The current situation in and around Ukraine is a vivid illustration of NATO’s enduring importance. Without NATO, would Russia already be in Kyiv? It seems likely. NATO is bolstering its defensive capabilities in member states that border Ukraine and at key NATO installations in Germany. NATO will not use allied combat capability to defend Ukraine, but if the regional stability of that part of Europe is threatened all bets are off. Recall that the 1999 bombing campaign against Serbia was a NATO operation — ALLIED FORCE. None of the countries involved in the civil war were NATO members, but the security of NATO members in the region was threatened by the humanitarian crisis the war caused. It does not take a lot of imagination to see a similar dynamic playing out along Ukraine’s borders with NATO members. This understanding may be checking Putin for the time being. Although NATO will make every effort to prevent direct contact between Russian and NATO forces, in the hybrid war favored by Russia the battlespace includes many forces whose alignment and allegiance are unclear. Video has already surfaced of units bearing no national or unit insignia. Things could and likely will get confused.

After the fall of the Berlin Wall, many former Soviet satellite states expressed interest in joining NATO. There was a lot of debate about it at the time, but ultimately the alliance agreed, and to-date 15 new NATO members have joined from Central and Eastern Europe — doubling the size of the alliance to 30 members. This provides Russia with a ready-made talking point about “encirclement” and, while inaccurate, it’s an easy narrative to push. Another problem with NATO expansion is that it makes NATO difficult to manage. NATO is a consensus organization. All decisions must be unanimous. That was hard enough with 12 members. Now with 30 members…that’s a heavy lift. In practical terms this means NATO rarely takes up anything difficult or controversial. With a 30–0 mandate as the threshold only the simplest of things are even attempted. A possible solution is to create a NATO version of the UN Security Council where a smaller subset (perhaps 8–10) of NATO’s primary contributing nations must agree on issues of alliance strategy and management but key issues like invoking Article V remain at 30. However, this would require smaller nations to agree to reduce their own influence, so it’s unlikely to happen.
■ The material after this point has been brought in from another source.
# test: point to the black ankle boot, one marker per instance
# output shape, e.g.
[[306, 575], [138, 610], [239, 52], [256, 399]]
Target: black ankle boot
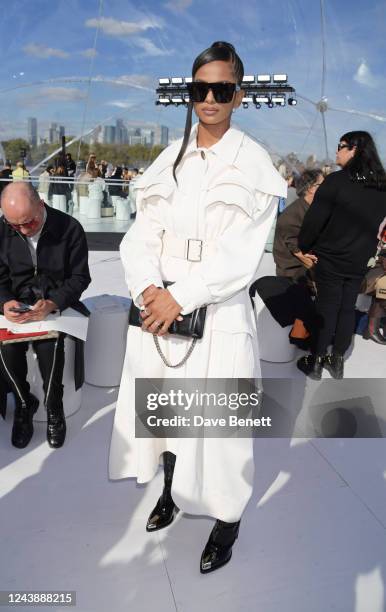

NATO is the most successful political/military alliance in history and, while imperfect, remains relevant today because it defends liberal democratic values in defiance of illiberal autocracies. NATO provides the US the security architecture it needs to defend shared values and promote effective burden-sharing among all member-nations. Although expansion has brought challenges, without NATO the US would find itself defending democratic Europe through a byzantine array of bilateral and multilateral agreements providing access to fewer facilities and capabilities and at much higher cost. Those who think NATO is provocative or has outlived its usefulness don’t understand the alliance, European or American security.

The author is a retired USAF colonel who served 4 years in Belgium at NATO’s Supreme HQ Allied Powers Europe, the alliance’s highest military HQ and 3 years as Chief of the Office of Defense Cooperation at the US embassy in Budapest, Hungary.